Van een groot getal standplaatsen heeft men gunstige tijdingen ontvangen: in andere echter, namelijk in de stations van het zuider halfrond, zijn de uitslagen min schitterend geweest: wil men zich eene gedachte vormen van de moeielijkheden, waarmede sommige waarnemers hebben moeten worstelen, men leze de volgende uittreksels uit verslagen, der Fransche Academie toegezonden, het eene door den Heer Mouchez, die op het eiland St-Paul gevestigd was, en het ander van den Heer Bouquet de la Grye, die het eiland Campbell als waarnemingspunt had gekozen:
Aangaande de ligging van zijne standplaats schrijft de Heer Mouchez:
‘De groote hoogte en de afzondering van een klein eiland te midden der zee hebben voor uitwerksel het vormen van wolken en het aantrekken van die in de nabijheid zweven. Te St-Paul waren daarenboven de
| |
| |
kansen door eene bijzondere omstandigheid nog veel slechter gemaakt, en ware het mij mogelijk geweest mij op het eiland Amsterdam te vestigen, ik hadde aanstonds mijne standplaats verlaten: St-Paul is de krater van eenen vuurberg, waarin de zee door eene nauwe spleet is gedrongen; de wanden van dezen krater vormen eene cirkelvormige kom van 210 meters hoogte.

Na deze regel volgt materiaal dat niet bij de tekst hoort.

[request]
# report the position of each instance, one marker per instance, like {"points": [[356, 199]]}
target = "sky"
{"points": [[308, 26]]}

In de diepte van den krater wordt bestendig eene sterke waterverdamping voortgebracht, en door dezen damp ontstaat een aanhoudende mist boven het eiland: gedurende de drie maanden, die wij er verbleven, heeft zich de onbewolkte hemel niet eens eenen geheelen dag door aan ons oog vertoond.’
Over de waarneming leest men in het verslag het volgenden:
‘Den 6den December, drie dagen vóór het verschijnsel, was de hemel reeds gansch overdekt met wolken; den 8sten viel een geweldige en bestendige stortregen, die ons geen enkel oogenblik toeliet eene laatste maal ons in onze bewerkingen te oefenen. Alles scheen mij onwederroepelijk verloren, en niettemin werden alle voorbereidselen met grooten moed voortgezet.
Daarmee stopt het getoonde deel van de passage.